MAL-ESTAR NO TEMPO DE THANATOS
TRECHO ...
O mundo contemporâneo é, de fato, um mundo de proposições descritivas, onde a realidade fenomênica da existência humana se baseia em discursos empobrecidos em sua racionalidade, com problemas insolúveis do ponto de vista ético e moral na ciência e na tecnologia, na política e na educação, além dos parâmetros do non sense presentes na velocidade do tempo, na desregulação normativa, no narcisismo corporal e no excesso de adicções.
Por outro lado, o conceito de contemporaneidade ainda não está amplamente definido, nem mesmo compreendido ou aceito na atualidade. Muito se tem escrito sobre a modernidade e a pós-modernidade, assumindo sempre a descrição de uma ruptura epistêmica com uma teorização centrada nas distinções entre uma e outra dimensão histórica.
Mas, na tentativa de localizar o drama do ethos contemporâneo, poderíamos enfatizar aqui que a contemporaneidade, por sua vez, arrasta consigo a vivência desses dois registros simbólicos e imaginários, cuja representação valida um tempo que se estrutura no campo de uma política de acontecimentos, de situações além do possível, onde a existência humana e as sociedades são tocadas pelo espírito da descontinuidade, da indeterminação de referências e de identidades em um mundo cada vez mais escasso e contingente. É um modo de vida que pressupõe a saturação dos espaços e do tempo na comunidade, cujo regime interior já não se baseia mais na lei ou na harmonia do ethos (costumes, modo de ser, carácter), senão em “existências inexistentes”, onde as relações recíprocas se veem afetadas por novos modelos de sensibilidade
Nessa nova ordem de composição da politéia contemporânea, surgem fatos, situações com novas tessituras, contextos com novos entrelaçamentos, instituições com novas formas de identidade e acelerações que criam novas formas sociais, das quais surgem novos objetos reordenados com novas idiossincracias, flutuando na delimitação de suas fronteiras, tocados apenas pelo sentido sem sentido de um sujeito agitado pela dúvida que vive na incompreensível meta de seus desejos.

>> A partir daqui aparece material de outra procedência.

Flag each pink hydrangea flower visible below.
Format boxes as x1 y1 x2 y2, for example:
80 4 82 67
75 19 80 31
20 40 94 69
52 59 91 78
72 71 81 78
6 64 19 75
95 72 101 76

Poder-se-ia dizer que a contemporaneidade é a sede lacunar de uma relação sem verdade, de um fato alheio ao possível, de uma existência que pode ser pensada como a expressão de uma fugacidade de sujeitos sem vínculos obrigatórios com o locus antropológico, que identifica a sociedade, a cultura e o indivíduo como manifestação comunal de partilhamento do logos. Agora, por este caminho, só existe uma ecologia da desesperança, medo e temor, para ser vivida como uma experiência indeclinável, intransferível, em um espaço democraticamente perturbado pela saturação de elementos políticos imersos em um itinerário de assimetria e anomia social. Este é o tempo de Thanatos no qual vigora um novo tipo de mal-estar.